マークも用意 空白には何が 特保マーク? カテゴリー名?
 トクホ公正競争規約では「公正マーク」が設定される予定だ。公正マークはローヤルゼリーやもろみ酢などの公正競争規約にも用意されている。今回公表された施行規則案によれば、規約に従った適正な表示を認められた事業者に対し、容器包装をはじめ広告物やテレビCM、チラシなど容器包装以外にも公正マークを表示できる仕組みを設ける。

 施行規則案では公正マークの図柄も示した(=図)。
 ただ、マークとしては非常に違和感のあるデザインとなっている。マークの中央部に残された大きな空白はいったい何だろう。あえてそのようにデザインにしたのか、あるいは、空白部に何らかの要素を配置する予定があるのか──。

 考えるまでもなく後者が正解と捉えるのが自然だ。
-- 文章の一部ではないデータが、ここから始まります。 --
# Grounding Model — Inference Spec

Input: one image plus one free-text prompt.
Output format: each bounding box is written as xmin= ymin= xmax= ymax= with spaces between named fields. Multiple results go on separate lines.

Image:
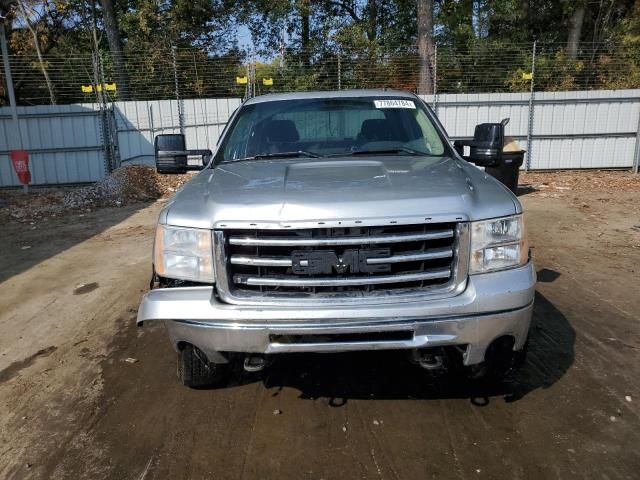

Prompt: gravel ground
xmin=0 ymin=166 xmax=193 ymax=222
xmin=0 ymin=172 xmax=640 ymax=480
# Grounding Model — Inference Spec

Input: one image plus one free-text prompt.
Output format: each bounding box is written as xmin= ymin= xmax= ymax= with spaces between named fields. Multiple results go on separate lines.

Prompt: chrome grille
xmin=214 ymin=223 xmax=468 ymax=301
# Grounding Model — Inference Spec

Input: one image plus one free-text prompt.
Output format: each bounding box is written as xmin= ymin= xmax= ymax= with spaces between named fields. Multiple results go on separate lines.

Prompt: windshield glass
xmin=217 ymin=97 xmax=445 ymax=161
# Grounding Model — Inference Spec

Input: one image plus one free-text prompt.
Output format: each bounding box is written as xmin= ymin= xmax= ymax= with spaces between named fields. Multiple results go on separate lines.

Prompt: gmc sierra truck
xmin=137 ymin=90 xmax=536 ymax=387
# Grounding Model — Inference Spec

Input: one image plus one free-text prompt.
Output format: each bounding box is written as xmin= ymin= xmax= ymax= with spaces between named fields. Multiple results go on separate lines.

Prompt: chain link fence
xmin=0 ymin=43 xmax=640 ymax=105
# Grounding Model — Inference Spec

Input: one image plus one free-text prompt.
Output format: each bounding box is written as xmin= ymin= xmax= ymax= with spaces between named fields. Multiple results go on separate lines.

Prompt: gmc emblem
xmin=291 ymin=248 xmax=391 ymax=275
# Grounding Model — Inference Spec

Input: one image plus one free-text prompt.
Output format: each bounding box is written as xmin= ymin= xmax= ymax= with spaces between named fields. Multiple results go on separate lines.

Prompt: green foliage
xmin=0 ymin=0 xmax=640 ymax=103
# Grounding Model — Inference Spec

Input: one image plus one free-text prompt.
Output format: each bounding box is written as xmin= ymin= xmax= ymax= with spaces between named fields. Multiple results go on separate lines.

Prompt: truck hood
xmin=160 ymin=156 xmax=521 ymax=229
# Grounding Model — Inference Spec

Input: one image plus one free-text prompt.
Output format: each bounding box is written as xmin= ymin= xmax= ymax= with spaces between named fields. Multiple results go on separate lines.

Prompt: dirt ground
xmin=0 ymin=172 xmax=640 ymax=479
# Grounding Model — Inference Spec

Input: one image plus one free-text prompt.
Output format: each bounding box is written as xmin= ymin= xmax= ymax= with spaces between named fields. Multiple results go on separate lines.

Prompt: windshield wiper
xmin=349 ymin=147 xmax=433 ymax=156
xmin=227 ymin=150 xmax=322 ymax=162
xmin=329 ymin=147 xmax=440 ymax=157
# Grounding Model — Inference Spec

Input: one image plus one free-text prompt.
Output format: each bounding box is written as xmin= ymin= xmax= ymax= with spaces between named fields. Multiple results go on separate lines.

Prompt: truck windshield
xmin=217 ymin=97 xmax=445 ymax=162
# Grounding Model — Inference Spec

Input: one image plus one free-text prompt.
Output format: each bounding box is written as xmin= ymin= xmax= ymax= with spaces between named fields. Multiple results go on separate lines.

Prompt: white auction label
xmin=373 ymin=99 xmax=416 ymax=108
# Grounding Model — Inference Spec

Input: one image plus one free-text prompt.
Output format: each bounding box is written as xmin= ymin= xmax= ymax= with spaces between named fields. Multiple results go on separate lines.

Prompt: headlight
xmin=469 ymin=215 xmax=529 ymax=274
xmin=153 ymin=225 xmax=215 ymax=283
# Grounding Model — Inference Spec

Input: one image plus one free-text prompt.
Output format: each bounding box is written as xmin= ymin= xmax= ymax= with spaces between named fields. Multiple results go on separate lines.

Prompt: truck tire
xmin=178 ymin=344 xmax=225 ymax=388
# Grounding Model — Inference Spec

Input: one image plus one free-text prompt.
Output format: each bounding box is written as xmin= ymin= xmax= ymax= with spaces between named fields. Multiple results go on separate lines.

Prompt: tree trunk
xmin=567 ymin=3 xmax=585 ymax=60
xmin=520 ymin=0 xmax=529 ymax=30
xmin=101 ymin=0 xmax=129 ymax=100
xmin=18 ymin=1 xmax=56 ymax=105
xmin=297 ymin=0 xmax=311 ymax=67
xmin=418 ymin=0 xmax=435 ymax=95
xmin=367 ymin=0 xmax=378 ymax=42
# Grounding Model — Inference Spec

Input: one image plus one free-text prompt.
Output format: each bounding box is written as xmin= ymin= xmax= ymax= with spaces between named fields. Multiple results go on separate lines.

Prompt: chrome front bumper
xmin=137 ymin=263 xmax=536 ymax=365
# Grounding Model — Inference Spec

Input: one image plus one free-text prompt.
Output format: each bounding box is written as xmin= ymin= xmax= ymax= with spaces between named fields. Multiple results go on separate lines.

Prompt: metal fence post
xmin=338 ymin=47 xmax=342 ymax=90
xmin=171 ymin=45 xmax=184 ymax=135
xmin=632 ymin=109 xmax=640 ymax=174
xmin=524 ymin=40 xmax=538 ymax=171
xmin=433 ymin=43 xmax=438 ymax=116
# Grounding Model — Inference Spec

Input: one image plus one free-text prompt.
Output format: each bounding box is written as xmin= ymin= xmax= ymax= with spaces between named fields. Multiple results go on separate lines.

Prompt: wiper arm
xmin=329 ymin=147 xmax=440 ymax=157
xmin=229 ymin=150 xmax=322 ymax=162
xmin=349 ymin=147 xmax=434 ymax=156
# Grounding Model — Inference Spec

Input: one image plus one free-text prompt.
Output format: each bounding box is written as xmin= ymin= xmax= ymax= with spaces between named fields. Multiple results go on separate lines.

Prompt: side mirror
xmin=453 ymin=118 xmax=509 ymax=167
xmin=153 ymin=133 xmax=211 ymax=174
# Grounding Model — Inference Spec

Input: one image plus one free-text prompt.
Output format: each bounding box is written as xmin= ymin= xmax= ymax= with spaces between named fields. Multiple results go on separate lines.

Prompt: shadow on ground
xmin=220 ymin=293 xmax=575 ymax=407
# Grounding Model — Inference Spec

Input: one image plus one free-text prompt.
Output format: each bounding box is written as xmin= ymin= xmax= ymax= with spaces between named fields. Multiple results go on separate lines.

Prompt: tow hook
xmin=411 ymin=349 xmax=444 ymax=370
xmin=242 ymin=355 xmax=267 ymax=373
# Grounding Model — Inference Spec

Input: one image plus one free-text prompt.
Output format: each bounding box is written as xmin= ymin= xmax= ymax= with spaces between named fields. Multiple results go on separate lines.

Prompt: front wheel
xmin=178 ymin=344 xmax=226 ymax=388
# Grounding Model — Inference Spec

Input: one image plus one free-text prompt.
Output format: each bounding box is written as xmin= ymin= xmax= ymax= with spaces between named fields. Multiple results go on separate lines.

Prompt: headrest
xmin=360 ymin=118 xmax=391 ymax=140
xmin=262 ymin=120 xmax=300 ymax=143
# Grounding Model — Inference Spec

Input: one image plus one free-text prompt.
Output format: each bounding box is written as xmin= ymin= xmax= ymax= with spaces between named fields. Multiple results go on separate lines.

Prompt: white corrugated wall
xmin=0 ymin=90 xmax=640 ymax=186
xmin=423 ymin=90 xmax=640 ymax=169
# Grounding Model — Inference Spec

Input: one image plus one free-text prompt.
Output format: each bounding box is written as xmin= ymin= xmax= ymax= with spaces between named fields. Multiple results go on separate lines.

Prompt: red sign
xmin=9 ymin=150 xmax=31 ymax=185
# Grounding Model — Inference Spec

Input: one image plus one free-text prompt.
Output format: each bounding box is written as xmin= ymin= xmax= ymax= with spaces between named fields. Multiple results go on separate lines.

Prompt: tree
xmin=101 ymin=0 xmax=129 ymax=100
xmin=417 ymin=0 xmax=435 ymax=95
xmin=17 ymin=0 xmax=56 ymax=105
xmin=567 ymin=2 xmax=585 ymax=60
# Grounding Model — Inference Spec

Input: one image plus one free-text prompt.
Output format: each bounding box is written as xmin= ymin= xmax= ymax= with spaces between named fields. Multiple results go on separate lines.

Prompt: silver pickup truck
xmin=137 ymin=90 xmax=536 ymax=387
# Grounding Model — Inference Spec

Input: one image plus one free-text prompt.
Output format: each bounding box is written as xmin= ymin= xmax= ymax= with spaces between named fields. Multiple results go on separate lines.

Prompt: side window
xmin=416 ymin=111 xmax=444 ymax=155
xmin=224 ymin=114 xmax=254 ymax=159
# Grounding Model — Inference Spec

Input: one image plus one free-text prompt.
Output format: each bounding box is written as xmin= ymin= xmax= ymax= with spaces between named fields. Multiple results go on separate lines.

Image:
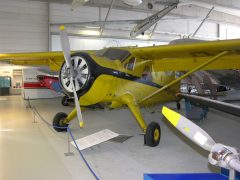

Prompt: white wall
xmin=0 ymin=0 xmax=48 ymax=53
xmin=52 ymin=35 xmax=165 ymax=51
xmin=219 ymin=25 xmax=240 ymax=39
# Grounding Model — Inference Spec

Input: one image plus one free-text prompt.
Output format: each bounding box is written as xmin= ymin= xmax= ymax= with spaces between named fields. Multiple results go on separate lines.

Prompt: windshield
xmin=96 ymin=48 xmax=131 ymax=61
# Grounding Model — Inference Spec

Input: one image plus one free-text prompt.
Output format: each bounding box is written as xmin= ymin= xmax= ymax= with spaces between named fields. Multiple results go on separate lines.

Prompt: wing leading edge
xmin=130 ymin=39 xmax=240 ymax=71
xmin=0 ymin=52 xmax=64 ymax=71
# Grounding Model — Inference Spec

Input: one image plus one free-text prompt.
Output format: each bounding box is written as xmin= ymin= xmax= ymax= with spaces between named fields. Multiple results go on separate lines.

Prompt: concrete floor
xmin=0 ymin=96 xmax=240 ymax=180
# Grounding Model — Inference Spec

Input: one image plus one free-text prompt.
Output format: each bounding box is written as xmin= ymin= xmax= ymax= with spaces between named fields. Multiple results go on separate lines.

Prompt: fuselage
xmin=66 ymin=48 xmax=179 ymax=108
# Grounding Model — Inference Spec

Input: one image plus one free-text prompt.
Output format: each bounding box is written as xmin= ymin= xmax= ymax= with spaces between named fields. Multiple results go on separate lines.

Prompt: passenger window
xmin=124 ymin=57 xmax=136 ymax=71
xmin=142 ymin=66 xmax=152 ymax=81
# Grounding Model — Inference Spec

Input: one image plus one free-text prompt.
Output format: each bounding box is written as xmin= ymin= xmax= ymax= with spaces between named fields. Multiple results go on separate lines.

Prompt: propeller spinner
xmin=162 ymin=107 xmax=240 ymax=172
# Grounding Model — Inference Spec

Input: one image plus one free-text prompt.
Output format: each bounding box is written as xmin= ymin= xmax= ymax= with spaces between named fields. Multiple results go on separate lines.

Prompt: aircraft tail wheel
xmin=145 ymin=122 xmax=161 ymax=147
xmin=62 ymin=96 xmax=69 ymax=106
xmin=52 ymin=112 xmax=68 ymax=132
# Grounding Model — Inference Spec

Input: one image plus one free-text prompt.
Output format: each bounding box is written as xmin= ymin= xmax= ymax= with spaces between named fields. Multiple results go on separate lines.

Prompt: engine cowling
xmin=59 ymin=54 xmax=93 ymax=96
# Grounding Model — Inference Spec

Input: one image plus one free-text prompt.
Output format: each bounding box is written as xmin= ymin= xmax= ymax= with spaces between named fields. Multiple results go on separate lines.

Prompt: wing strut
xmin=139 ymin=51 xmax=228 ymax=103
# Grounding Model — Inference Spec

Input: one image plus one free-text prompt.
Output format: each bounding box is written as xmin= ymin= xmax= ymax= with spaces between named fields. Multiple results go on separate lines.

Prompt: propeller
xmin=59 ymin=26 xmax=84 ymax=128
xmin=162 ymin=106 xmax=240 ymax=172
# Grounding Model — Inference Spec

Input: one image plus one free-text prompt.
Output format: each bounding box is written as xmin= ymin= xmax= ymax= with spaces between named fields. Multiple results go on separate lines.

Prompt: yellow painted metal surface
xmin=0 ymin=39 xmax=240 ymax=132
xmin=121 ymin=94 xmax=147 ymax=132
xmin=162 ymin=106 xmax=181 ymax=127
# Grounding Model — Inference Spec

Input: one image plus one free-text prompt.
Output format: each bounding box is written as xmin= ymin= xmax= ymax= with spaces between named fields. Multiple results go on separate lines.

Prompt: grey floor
xmin=0 ymin=96 xmax=240 ymax=180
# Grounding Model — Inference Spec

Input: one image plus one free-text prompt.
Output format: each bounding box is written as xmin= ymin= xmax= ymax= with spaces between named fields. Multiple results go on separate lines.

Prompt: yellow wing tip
xmin=59 ymin=25 xmax=65 ymax=31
とすれば、この空白には何が盛り込まれるのか。
 可能性が高いのは「トクホマーク」だ。円形の空白部にぴったりと収まる。

 一方、カテゴリー名を盛り込むことが検討されているとの話もある。カテゴリー名とは、例えば「血糖」「血圧」「コレステロール」「体脂肪」「おなかの調子」「内臓脂肪」──などといったトクホとして許可されたヘルスクレームのカテゴリーのこと。

 また、空白部にはトクホマークを盛り込みつつ、「トクホ公正取引協議会」の文言の代わりにカテゴリー名を挿入するようなイメージが検討されているとの話もある。

 実際にそうなれば、消費者が商品選択する際に分かりやすく、かつ、消費者に強い印象を残す「公正マーク」となりそうだ。